29 miles / 46 km   Nulhegan Visitor Center - Groveton

Cold and WINDY


We slept well in the bunkhouse. S . had already departed at 4.30 to go bird counting in the refuge.  We had a few miles of Section 6 to finish up on this morning.

We departed at 7.15 and started a 2 mile downhill portage to the East Nulhegan river.


We paused at the bridge to look at the rapids which have to be portaged but they did look quite inviting.

Route 105 bridge over the Nulhegan


Despite the Nulhegan having plenty of water yesterday, the East Nulhegan was scratchy. A  bump and scrape.

East Nulhegan



East Nulhegan


We were sorry that we had not made it to the Nulhegan campsite the previous night. What a pristine, virginal campsite in a wonderful location. The grass was long and not trampled as if no one had used the site this year. Also the put-in onto the East Nulhegan looked unused.

Put in for the East branch of the Nulhegan



View from Nulhegan campsite


When the Nulhegan and East Nulhegan combined, the water was deep again and we had a pleasurable easy run down to the confluence with the Connecticut.

Nulhegan downstream of East Nulhegan




We got out at the confluence to sign the register and discover that Meghan and Chris had also past by this morning. 6 Sections done, only 7 Sections to go.

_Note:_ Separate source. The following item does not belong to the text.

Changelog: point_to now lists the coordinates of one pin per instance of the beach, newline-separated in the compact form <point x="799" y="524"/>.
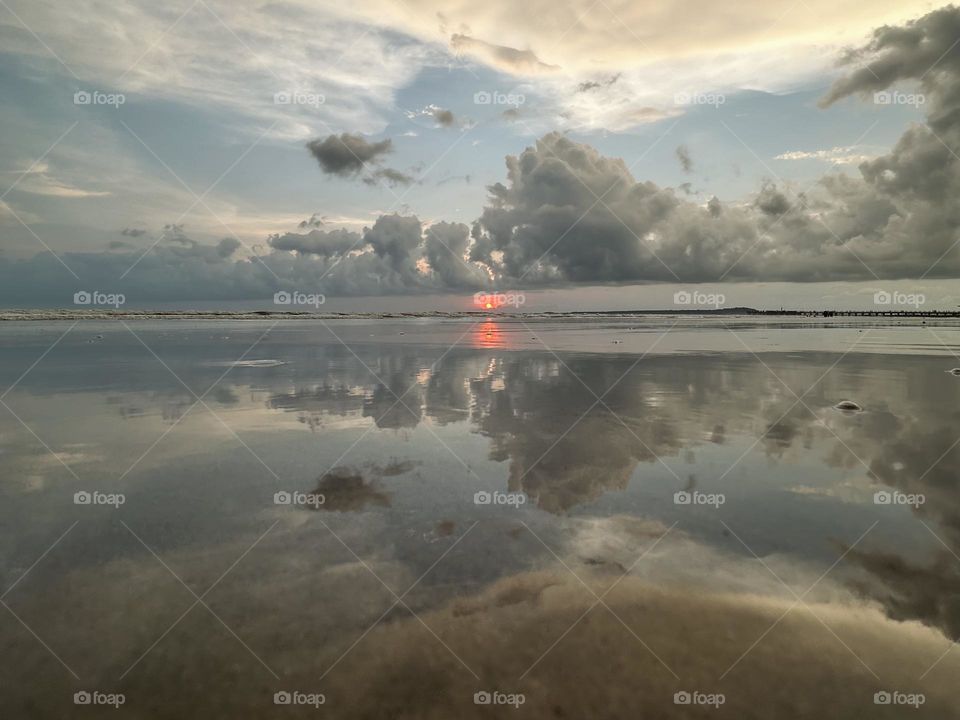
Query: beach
<point x="389" y="516"/>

We whizzed along the Connecticut which was flowing at a cracking pace.

Connecticut River



Connecticut River


This interlude of downstream paddle finished when we came to the branch to the Upper Ammonnusac. 

We noticed the first signs of a bye-gone era of logging with logs covering the river bottom.


The Normandeau NFCT campsite was buggy, muddy , not level and very unattractive.  The Downhome motel was a much more attractive alternative for the night. Chris and Meghan had also chosen to stay at the motel.

We walked into Groveton, did grocery shopping in town, ate pizza in a simple restaurant.







Back to the Sixties "decor"  



We retired to our motel room to snooze and get some energy for the upstream days to follow.